Ma poi fu luce quando trovammo i disegni originali 

del grande Sant’Elia, spettacolari, nel loro stile 

svettante ed avvolgente

 

per un concorso del ‘35-‘36 sulla nuova sede del Partito Comunista, che poi non vinse, purtroppo. Il progetto e la ricerca scientifica proseguivano senza sosta, favorite dalla comune passione di mostrare la vera “incandescenza”, nei secoli, tra l’Italia e la Russia.  

 

Patrizia Deotto dell’Università degli Studi di Trieste scrive nel testo Un viaggio per realizzare un sogno: l’Italia e il testo italiano nella cultura russa: “La lettura intertestuale di testi precedenti e contemporanei conduce i russi del primo Ottocento, anche coloro che, come il già citato Batjuškov oppure Baratynskij (cf. Civ’jan 1997), hanno vissuto nella penisola, ad aderire alla caratterizzazione del paesaggio meridionale tipica dei viaggiatori nordici

L’Italia rientra in una visione più generale del Sud, interpretato alla luce di criteri ambientali convenzionali: il paesaggio è mosso, la natura è rigogliosa, 

vi crescono il mirto, l’alloro e la vite color dell’ambra, abbondano 

ruscelli e fiumi, il mare è azzurro e il cielo luminoso.

 

Ne è una testimonianza la poesia di Puškin Chi ha visto il paese, dove magnificente è la natura (Kto videl kraj, gderoskoš’ju prirody, 1821), dedicata alla Crimea, in cui il poeta si serve di elementi descrittivi affini a quelli usati nelle poesie dedicate alla penisola. Tra gli altri l’aggettivo zlotoj, dorato – Paese dorato! (Zlotoj predel’) scrive Puškin della Crimea – dal quale conia il binomio zlataja Italia – Italia dorata “Notte dell’Italia dorata” (Puškin 1964: V: 30),

“Lingua dell’Italia dorata” (ibidem, 204), binomio che diventa uno stereotipo 

del testo italiano dei russi per indicare tutti i tratti peculiari del mediterraneo: 

la luce, il calore, la luminosità dell’aria e del cielo.

 

All’interno di questa descrizione convenzionale i russi introducono un elemento fondamentale nella loro percezione della penisola: la primavera come stagione caratterizzante l’Italia.”   

 

In un intreccio urbano tra fiume (la Neva), isole, penisole, terre non ferme… e costruzioni, fortificazioni, palazzi nobiliari, piazze, accademie… un inno al Secolo dei Lumi e delle Scienze. Raccogliere dunque il “pensiero” più avanzato del nuovo secolo in Europa – il Settecento – e concentrarvi lì, come in un grande laboratorio, architetti, artigiani, industriali, banchieri, artisti per generare la nuova capitale di un affluente impero, quello russo, fu la sfida colossale di Pietro il Grande.

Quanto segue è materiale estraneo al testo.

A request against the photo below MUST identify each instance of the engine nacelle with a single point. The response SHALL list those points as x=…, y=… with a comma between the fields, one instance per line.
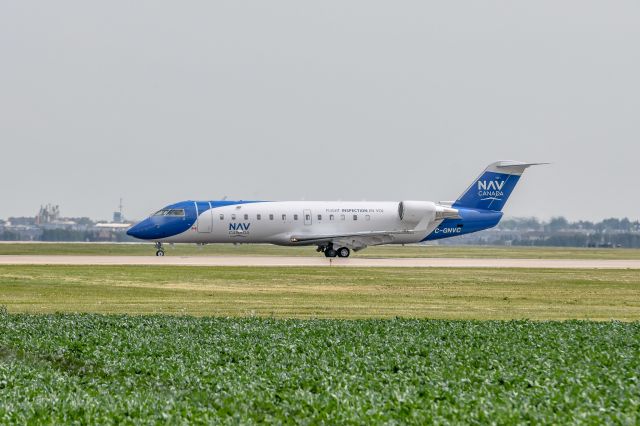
x=416, y=211
x=424, y=212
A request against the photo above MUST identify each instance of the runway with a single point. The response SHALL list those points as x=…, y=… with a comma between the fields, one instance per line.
x=276, y=261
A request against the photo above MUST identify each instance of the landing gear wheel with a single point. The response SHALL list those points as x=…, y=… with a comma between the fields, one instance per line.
x=330, y=252
x=343, y=252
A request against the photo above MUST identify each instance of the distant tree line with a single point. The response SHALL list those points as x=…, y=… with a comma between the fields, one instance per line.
x=560, y=232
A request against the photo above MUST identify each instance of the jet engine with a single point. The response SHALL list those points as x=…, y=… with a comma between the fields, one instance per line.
x=423, y=212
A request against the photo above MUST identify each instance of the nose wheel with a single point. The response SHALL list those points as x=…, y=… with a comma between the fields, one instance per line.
x=343, y=252
x=159, y=249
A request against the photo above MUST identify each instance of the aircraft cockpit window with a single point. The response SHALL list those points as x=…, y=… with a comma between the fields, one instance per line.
x=170, y=212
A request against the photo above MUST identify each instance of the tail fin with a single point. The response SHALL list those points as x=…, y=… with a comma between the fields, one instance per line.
x=492, y=188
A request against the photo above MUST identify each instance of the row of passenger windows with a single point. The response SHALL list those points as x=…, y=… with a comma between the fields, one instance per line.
x=169, y=212
x=296, y=217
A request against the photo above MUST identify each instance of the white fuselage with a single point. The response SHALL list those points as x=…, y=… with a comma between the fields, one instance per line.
x=277, y=222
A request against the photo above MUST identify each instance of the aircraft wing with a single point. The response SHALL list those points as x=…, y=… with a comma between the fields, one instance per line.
x=356, y=240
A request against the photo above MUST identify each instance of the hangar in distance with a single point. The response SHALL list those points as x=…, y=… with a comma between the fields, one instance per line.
x=335, y=227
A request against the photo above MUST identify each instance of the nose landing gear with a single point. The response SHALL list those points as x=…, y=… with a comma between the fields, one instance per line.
x=159, y=249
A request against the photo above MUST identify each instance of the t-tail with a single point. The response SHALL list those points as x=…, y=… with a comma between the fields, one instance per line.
x=491, y=190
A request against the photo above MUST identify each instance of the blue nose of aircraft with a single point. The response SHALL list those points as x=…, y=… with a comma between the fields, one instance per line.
x=141, y=230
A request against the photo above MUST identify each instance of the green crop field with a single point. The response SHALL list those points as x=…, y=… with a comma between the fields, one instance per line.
x=134, y=249
x=303, y=292
x=96, y=369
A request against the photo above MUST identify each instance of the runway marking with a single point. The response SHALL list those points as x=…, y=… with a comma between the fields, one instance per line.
x=321, y=261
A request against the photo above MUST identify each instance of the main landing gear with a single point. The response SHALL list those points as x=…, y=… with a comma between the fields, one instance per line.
x=159, y=249
x=329, y=251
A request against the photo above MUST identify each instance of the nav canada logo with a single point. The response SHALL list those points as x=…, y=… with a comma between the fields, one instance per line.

Fu la “Terza Roma, ed è visibile nello stemma della città che riprende elementi di quello di Roma e del Vaticano: le ancore incrociate corrispondono alle chiavi papali, come quelle di una porta che accede al paradiso.  

 

La prospettiva Nevskij conduce fino al fiume e lentamente i colori dolci 

e pastello delle facciate sostituiscono gli austeri edifici precedenti; 

 

si superano canali su meravigliosi ponti in acciaio e ghisa che aprono a destra e sinistra nuove prospettive accattivanti e sinuose, canali con morbide curvature, effetti luminosi mutevoli, e Venezia, Amsterdam, Roma, tutto si intreccia, si confonde creando una realtà nuova ed affascinante. 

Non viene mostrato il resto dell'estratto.